The mayor of New York City, Michael Bloomberg, has passed some excellent legislature in his time in office. As a person interested in good health, I was pleased to see the ban on trans fat in restaurant food as well as the bans on smoking in an increasing number of places and the proposed ban on the sale of larger sizes of soda, which serve no purpose other than to expand the pocketbooks of the sellers and the waistlines of the consumers while cutting down on their lifeline.
I was less than thrilled with a newer idea being considered, which is that of publicly shaming drivers who choose to drive over the speed limit in an effort to prevent them from doing so.
This is an entirely a wasted effort and for a simple reason — there is no perceived shame in speeding. This is not a crime that has definite negative repercussions, like robbery or physical abuse. If a person speeds and nobody is there to see it, the only result is that they got there a bit faster.
Speeding is, in fact, something about which people will boast. “I got from Boston to New York in only two and a half hours!” a person might boast.

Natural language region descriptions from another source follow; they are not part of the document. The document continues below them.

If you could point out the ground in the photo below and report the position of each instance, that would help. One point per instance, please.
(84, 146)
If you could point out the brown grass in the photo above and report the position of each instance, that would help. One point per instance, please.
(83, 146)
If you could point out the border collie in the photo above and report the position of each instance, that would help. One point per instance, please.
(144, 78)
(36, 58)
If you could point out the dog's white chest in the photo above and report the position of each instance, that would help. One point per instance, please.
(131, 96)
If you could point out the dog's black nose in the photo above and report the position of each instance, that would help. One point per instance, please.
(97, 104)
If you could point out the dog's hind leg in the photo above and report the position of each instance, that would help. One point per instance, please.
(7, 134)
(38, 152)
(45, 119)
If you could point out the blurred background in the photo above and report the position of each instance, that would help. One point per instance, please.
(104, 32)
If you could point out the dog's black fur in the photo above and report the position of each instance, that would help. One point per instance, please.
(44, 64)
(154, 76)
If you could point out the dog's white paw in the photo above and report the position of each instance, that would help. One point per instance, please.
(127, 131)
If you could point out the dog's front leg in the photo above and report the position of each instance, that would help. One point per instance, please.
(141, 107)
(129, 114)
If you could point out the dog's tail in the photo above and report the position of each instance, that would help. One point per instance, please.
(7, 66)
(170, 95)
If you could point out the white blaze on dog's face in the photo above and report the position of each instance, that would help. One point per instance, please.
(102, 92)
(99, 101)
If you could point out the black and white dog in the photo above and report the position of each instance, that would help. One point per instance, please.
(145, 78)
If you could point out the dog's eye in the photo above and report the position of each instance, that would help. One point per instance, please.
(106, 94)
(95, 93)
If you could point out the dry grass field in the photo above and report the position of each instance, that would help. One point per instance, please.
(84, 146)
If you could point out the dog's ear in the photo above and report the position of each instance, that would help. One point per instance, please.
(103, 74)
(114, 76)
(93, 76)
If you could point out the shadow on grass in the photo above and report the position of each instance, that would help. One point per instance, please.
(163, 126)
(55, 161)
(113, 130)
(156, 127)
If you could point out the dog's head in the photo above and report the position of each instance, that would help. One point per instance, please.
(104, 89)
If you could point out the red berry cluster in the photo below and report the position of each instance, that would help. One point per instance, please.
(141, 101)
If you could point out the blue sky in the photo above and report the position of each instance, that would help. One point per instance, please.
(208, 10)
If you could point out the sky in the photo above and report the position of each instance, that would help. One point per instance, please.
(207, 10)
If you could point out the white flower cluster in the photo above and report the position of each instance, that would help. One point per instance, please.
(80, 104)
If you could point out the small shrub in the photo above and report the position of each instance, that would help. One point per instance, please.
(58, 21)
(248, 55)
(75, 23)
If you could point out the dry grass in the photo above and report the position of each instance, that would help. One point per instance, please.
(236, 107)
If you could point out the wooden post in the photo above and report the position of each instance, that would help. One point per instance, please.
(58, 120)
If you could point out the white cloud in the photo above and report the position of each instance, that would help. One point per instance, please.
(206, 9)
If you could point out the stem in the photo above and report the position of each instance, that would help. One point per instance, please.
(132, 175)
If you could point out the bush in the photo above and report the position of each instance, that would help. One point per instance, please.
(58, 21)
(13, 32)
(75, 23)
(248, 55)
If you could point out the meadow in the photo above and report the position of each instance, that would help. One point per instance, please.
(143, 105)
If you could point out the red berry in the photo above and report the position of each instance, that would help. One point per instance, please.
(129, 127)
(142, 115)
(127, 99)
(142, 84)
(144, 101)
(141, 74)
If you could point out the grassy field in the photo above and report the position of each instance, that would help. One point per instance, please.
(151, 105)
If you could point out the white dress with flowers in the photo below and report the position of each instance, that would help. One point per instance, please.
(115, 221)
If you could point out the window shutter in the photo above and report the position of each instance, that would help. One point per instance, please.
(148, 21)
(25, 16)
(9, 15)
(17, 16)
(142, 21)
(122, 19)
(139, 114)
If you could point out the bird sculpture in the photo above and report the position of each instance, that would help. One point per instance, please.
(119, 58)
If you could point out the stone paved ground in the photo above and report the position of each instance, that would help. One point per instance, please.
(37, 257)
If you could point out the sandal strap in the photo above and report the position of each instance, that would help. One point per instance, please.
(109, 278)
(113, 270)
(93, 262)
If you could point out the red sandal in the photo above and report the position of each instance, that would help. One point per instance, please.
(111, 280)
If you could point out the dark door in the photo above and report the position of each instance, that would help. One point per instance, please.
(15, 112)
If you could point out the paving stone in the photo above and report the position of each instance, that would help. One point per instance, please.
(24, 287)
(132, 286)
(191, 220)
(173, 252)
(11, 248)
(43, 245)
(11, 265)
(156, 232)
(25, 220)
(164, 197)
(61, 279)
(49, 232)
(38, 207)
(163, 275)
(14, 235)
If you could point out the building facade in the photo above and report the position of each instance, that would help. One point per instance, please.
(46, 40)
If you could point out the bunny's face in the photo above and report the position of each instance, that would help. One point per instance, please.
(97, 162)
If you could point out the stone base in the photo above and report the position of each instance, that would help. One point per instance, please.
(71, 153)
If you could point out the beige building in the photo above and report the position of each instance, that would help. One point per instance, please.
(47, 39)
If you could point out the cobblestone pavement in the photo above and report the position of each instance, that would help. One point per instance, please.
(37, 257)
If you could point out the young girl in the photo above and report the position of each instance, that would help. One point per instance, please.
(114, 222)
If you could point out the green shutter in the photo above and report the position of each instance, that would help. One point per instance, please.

There is no need to explicitly state that they sped — it is well implied by how long it took compared to the average trip time.
Let us now say that the idea is implemented and the administration starts printing names of people who were caught speeding in the New York Post and The New York Times. I can promise you that most of the people mentioned will either completely disregard the notice or will promptly get high fives from their friends. Nobody will hang their head in shame and seek counseling for their “problem.”
It seems that the city has a lot bigger problems on its plate — pursuing punishment of speeders through shame would be — pun intended — a bit of a shame and a waste of time and money as well. Better to stay vigilant about keeping the city healthy and as smoke free as possible.